Effect of concurrent substance use disorder on the effectiveness of single and combination antidepressant medications for the treatment of major depression: an exploratory analysis of a single-blind randomized trial
Depression and Anxiety, 04/12/2012
Davis LL et al. – Although significant baseline sociodemographic and clinical differences exist, patients with major depressive disorder and concurrent substance use disorder (SUD) are as likely to respond and remit to a single or combination antidepressant treatment as those presenting without SUD.Methods
- In the Combining Medications to Enhance Depression Outcomes study, 665 adult outpatients with chronic and/or recurrent MDD were prospectively treated with either escitalopram monotherapy (escitalopram and placebo) or an antidepressant combination (venalfaxine-XR and mirtazapine or escitalopram and bupropion-SR).

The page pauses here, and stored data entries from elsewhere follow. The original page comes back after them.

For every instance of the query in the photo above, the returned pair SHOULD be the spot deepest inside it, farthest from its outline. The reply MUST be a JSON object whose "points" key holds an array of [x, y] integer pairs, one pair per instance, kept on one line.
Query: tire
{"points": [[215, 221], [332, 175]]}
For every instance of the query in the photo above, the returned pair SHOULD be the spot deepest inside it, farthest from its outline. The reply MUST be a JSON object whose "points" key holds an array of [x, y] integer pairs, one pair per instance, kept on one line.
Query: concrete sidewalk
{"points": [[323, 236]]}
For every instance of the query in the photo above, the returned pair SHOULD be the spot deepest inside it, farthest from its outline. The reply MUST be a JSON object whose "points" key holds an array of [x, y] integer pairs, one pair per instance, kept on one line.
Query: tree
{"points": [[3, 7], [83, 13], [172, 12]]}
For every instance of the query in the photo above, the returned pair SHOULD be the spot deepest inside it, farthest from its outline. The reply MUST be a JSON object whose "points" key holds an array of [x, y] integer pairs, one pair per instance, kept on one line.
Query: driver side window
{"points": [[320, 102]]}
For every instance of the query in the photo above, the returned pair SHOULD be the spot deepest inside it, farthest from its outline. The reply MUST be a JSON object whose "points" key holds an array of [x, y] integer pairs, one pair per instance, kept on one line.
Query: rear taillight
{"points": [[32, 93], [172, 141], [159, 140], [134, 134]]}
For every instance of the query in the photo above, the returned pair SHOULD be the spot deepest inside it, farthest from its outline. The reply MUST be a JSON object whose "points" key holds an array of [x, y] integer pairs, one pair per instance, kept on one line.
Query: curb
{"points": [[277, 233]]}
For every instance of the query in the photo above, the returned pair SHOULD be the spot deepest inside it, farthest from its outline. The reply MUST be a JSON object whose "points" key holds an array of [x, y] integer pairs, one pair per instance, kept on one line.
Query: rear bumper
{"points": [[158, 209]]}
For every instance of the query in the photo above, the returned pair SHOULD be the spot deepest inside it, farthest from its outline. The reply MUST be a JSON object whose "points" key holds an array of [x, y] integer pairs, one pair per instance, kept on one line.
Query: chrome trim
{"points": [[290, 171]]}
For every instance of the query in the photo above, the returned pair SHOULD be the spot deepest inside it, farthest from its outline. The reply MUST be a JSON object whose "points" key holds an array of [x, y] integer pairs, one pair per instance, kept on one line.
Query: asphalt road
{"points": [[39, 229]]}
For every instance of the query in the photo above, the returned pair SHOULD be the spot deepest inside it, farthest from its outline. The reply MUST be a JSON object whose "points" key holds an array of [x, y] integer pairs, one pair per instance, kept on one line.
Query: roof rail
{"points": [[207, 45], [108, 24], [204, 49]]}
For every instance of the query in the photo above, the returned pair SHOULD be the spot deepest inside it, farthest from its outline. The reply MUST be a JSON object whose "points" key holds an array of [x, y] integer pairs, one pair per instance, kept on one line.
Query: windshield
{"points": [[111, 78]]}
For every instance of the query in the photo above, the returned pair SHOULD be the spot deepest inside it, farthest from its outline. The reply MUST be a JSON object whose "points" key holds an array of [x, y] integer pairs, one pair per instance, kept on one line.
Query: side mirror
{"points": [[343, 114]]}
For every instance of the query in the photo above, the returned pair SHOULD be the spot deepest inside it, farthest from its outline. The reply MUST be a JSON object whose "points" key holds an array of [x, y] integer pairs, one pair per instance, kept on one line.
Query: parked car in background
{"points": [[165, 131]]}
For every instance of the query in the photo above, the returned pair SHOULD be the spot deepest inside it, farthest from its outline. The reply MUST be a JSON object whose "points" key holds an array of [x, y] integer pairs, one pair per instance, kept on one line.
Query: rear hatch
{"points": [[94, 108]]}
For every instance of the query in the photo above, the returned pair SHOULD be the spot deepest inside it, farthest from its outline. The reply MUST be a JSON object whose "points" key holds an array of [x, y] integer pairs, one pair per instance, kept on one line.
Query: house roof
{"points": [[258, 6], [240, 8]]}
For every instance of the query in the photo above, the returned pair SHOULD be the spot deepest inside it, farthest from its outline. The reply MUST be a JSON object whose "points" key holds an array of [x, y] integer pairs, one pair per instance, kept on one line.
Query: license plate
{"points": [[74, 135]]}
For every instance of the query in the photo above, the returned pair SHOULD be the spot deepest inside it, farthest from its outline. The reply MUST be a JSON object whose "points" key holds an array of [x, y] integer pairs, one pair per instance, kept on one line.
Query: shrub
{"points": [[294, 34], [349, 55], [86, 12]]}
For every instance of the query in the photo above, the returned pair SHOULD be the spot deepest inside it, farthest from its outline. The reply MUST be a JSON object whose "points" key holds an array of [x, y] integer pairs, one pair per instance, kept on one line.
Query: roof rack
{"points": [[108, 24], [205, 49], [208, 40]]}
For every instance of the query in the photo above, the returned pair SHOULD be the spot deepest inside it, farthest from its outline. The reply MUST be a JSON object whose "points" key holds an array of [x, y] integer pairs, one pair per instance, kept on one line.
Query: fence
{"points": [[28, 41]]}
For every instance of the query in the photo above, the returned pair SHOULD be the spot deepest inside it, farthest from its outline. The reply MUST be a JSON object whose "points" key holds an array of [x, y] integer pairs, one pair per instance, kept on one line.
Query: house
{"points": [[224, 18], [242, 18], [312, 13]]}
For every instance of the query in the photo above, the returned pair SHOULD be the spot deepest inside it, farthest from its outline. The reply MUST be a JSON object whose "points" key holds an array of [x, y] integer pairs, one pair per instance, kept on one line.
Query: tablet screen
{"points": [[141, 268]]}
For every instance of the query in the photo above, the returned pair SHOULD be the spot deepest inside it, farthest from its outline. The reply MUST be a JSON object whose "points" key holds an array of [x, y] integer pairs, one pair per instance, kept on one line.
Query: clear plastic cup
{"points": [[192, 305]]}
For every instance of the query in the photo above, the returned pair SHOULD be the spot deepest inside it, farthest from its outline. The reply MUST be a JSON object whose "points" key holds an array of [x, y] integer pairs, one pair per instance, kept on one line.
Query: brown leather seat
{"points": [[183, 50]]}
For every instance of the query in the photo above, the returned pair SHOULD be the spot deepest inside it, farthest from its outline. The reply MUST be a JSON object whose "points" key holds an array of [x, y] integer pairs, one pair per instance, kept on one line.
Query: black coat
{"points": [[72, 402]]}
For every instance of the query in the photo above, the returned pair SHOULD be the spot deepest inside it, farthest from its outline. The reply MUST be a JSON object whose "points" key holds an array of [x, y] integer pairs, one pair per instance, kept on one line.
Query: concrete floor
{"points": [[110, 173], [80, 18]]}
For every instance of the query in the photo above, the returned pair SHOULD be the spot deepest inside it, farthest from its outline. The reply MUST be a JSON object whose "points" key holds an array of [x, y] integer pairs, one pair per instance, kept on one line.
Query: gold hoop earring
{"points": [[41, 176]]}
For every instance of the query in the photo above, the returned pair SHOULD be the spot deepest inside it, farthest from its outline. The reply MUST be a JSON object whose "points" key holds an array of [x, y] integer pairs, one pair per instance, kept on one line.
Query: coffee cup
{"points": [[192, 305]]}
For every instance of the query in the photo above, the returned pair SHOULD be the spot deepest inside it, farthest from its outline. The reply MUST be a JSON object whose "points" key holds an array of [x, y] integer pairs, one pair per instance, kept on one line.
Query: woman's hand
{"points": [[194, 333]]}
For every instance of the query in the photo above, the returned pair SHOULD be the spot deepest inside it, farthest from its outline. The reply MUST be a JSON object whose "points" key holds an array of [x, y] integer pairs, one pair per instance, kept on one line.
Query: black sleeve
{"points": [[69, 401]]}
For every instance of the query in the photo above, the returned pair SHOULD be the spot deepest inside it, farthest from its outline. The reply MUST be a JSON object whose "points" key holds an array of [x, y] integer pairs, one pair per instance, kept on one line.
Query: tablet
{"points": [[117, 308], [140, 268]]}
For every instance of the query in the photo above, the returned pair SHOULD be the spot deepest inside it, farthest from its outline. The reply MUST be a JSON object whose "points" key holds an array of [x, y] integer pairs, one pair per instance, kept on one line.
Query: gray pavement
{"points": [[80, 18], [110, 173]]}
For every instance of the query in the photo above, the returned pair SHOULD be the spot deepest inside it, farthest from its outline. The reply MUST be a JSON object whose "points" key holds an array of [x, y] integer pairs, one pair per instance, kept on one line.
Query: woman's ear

- Participants with MDD and concurrent SUD (13.1%) were compared to those without SUD (86.9%) on sociodemographic and clinical characteristics at baseline and treatment response at 12- and 28-week endpoints.
- The participants with MDD and SUD were more likely to be male and have current suicidal thoughts/plans, and had a greater lifetime severity and number of suicide attempts, and a higher number of concurrent Axis I disorders, particularly concurrent anxiety disorders.
- There were no significant differences between the MDD with or without SUD groups in terms of dose, time in treatment, response or remission at week 12 and 28.
- Furthermore, no significant differences in response or remission rates were noted between groups on the basis of the presence or absence of SUD and treatment assignment.